Glasfaser-Feldversuch: Vodafone und Huawei lassen Daten rasen

In einer Kooperation führte der Netzwerkausrüster Huawei und der Provider Vodafone einen Test in Glasfasernetzen erfolgreich durch. Auf einer Strecke von über 3.000 Kilometern in Mittel- und Süddeutschland wurden enorm hohe Übertragungsraten gemessen.

2 Terabit pro Sekunde bei Praxisbedingungen

In dem Feldversuch wurde ein 20 Mal höherer Datendurchsatz als bei den derzeit genutzten Netzsystemen erreicht. So seien Übertragungsraten von 2 Terabit pro Sekunde (TB/s) möglich gewesen, was ungefähr dem Download von 40 HD-Videos in einer Sekunde entspräche, so die Unternehmen Huawei und Vodafone. Das Besondere an dem Test war, dass er unter Praxisbedingungen durchgeführt wurde, nämlich auf einer Strecke von 3.325 Kilometern.
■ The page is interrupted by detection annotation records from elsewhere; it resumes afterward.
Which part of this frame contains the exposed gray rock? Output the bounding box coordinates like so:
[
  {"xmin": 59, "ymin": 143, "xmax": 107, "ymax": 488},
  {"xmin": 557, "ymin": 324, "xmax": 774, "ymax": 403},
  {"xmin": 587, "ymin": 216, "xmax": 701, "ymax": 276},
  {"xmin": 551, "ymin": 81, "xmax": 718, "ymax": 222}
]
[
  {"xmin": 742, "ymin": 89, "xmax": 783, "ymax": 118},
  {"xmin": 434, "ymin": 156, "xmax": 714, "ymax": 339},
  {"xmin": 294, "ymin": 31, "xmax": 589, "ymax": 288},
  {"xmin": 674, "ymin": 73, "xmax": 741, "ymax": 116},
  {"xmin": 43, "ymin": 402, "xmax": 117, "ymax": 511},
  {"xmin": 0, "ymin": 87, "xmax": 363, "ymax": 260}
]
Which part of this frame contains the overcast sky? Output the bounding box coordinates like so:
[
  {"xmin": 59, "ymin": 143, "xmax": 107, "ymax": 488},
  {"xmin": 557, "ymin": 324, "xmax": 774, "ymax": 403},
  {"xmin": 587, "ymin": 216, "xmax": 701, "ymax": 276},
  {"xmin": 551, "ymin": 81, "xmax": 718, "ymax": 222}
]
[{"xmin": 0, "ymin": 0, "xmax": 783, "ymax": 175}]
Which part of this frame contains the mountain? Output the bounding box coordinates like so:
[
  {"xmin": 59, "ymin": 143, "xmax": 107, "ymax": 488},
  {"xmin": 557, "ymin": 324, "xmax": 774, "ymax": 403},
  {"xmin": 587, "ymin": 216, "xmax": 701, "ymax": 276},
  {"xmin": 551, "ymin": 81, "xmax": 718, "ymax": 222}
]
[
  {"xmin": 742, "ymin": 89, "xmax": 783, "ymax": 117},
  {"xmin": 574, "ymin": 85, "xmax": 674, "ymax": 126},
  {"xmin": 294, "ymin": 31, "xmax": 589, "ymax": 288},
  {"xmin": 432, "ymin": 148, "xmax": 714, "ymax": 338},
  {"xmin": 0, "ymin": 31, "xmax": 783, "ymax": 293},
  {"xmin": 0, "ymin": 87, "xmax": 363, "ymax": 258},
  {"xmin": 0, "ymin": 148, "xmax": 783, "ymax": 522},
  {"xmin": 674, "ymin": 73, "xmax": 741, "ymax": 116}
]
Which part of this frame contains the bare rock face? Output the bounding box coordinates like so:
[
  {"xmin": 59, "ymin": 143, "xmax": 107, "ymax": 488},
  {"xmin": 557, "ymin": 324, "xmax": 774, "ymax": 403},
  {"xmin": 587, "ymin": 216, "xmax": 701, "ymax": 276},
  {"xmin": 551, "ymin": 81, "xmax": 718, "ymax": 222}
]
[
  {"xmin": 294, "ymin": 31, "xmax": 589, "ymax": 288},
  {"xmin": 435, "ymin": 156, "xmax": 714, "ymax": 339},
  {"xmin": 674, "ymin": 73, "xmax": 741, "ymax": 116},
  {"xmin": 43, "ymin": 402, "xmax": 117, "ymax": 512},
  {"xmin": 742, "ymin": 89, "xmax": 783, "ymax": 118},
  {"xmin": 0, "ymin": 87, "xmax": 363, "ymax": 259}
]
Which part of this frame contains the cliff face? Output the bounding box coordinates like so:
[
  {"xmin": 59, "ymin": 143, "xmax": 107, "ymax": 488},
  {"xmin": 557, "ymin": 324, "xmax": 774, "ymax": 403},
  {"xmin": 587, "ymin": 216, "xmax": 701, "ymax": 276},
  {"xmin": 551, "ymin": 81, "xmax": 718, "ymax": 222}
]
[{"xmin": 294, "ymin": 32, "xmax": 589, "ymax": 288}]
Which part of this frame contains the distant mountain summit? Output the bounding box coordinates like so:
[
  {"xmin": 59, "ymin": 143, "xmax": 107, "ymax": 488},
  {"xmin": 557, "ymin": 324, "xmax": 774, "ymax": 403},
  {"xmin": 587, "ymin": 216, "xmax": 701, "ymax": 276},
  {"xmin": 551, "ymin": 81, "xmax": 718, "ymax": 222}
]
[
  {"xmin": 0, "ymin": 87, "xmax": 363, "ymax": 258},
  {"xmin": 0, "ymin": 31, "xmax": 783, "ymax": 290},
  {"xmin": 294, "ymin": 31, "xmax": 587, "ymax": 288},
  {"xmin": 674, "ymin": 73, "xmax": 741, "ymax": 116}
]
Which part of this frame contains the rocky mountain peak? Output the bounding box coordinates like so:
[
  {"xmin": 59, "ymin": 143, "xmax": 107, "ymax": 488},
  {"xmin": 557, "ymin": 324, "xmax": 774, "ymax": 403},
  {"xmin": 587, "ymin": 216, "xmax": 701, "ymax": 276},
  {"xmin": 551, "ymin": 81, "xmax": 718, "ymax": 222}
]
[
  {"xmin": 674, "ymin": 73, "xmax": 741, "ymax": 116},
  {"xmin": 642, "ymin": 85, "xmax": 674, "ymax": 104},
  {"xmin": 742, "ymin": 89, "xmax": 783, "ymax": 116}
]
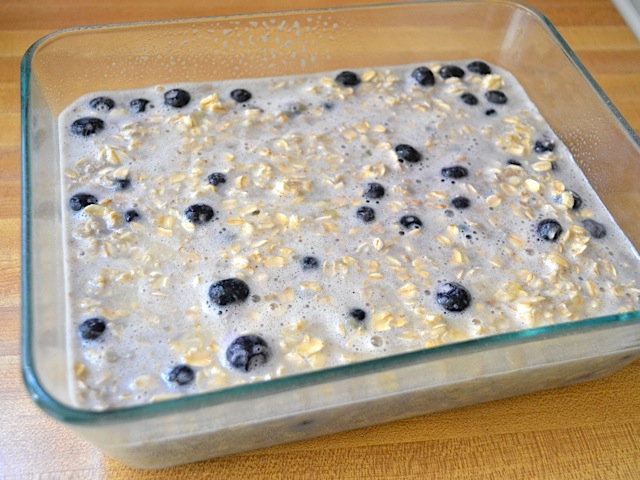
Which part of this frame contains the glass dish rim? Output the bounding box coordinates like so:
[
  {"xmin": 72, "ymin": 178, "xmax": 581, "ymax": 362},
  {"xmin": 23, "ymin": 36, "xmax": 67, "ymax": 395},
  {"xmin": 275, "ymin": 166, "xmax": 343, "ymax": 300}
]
[{"xmin": 20, "ymin": 0, "xmax": 640, "ymax": 425}]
Moderne Technologien und flexible Übertragungsformate

Huawei gab an, moderne Technologien wie Flex-oDSP (Optical Digital Signal Processing), SD-FEC (Soft Decision Forward Error Correction) und flexible Übertragungsformate eingesetzt zu haben. Netzbetreiber setzen bereits zunehmend auf 100G-Netzwerke, um den schnellen Datenaustausch zu ermöglichen. In derartigen Netzwerken sind Übertragungsraten von bis zu 100 Gigabit pro Sekunde (GBit/s) zu erreichen.

In dem jetzigen Feldtest konnten bis zu 18 solcher 100-GBit/s-Kanäle auf eine Glasfaser geschaltet werden. Möglich machte dies die Technologie CWDM (Coarse Wavelength Division Multiplex), eine Erweiterung der schon bekannten WDM- Technologie. So ließ sich die Kapazität vervielfachen und ein Datendurchsatz von 2 TB/s wurde möglich.

Freude über den gelungenen Test bei den Betreibern

Huawei freute sich über den gelungenen Versuch. „Wir sind an der Spitze beim weltweiten Einsatz von 100G-Netzwerken und haben eine Führungsrolle übernommen, wenn es darum geht, neue Technologien jenseits von 100G zu entwickeln", so Jack Wang, Präsident von Huaweis Transport Network Produktlinie.

Schon seit einigen Jahren werden Tests mit der WDM-Technik durchgeführt, welche auch bereits eingesetzt wird. Schon früher wurden sehr schnelle Übertragungsraten von bis zu 2,5 TB/s erreicht, allerdings nicht unter Praxisbedingungen. Nun ist allerdings bewiesen, dass Netze zu vertretbaren Kosten auch auf den TB/s-Bereich aufgerüstet werden können.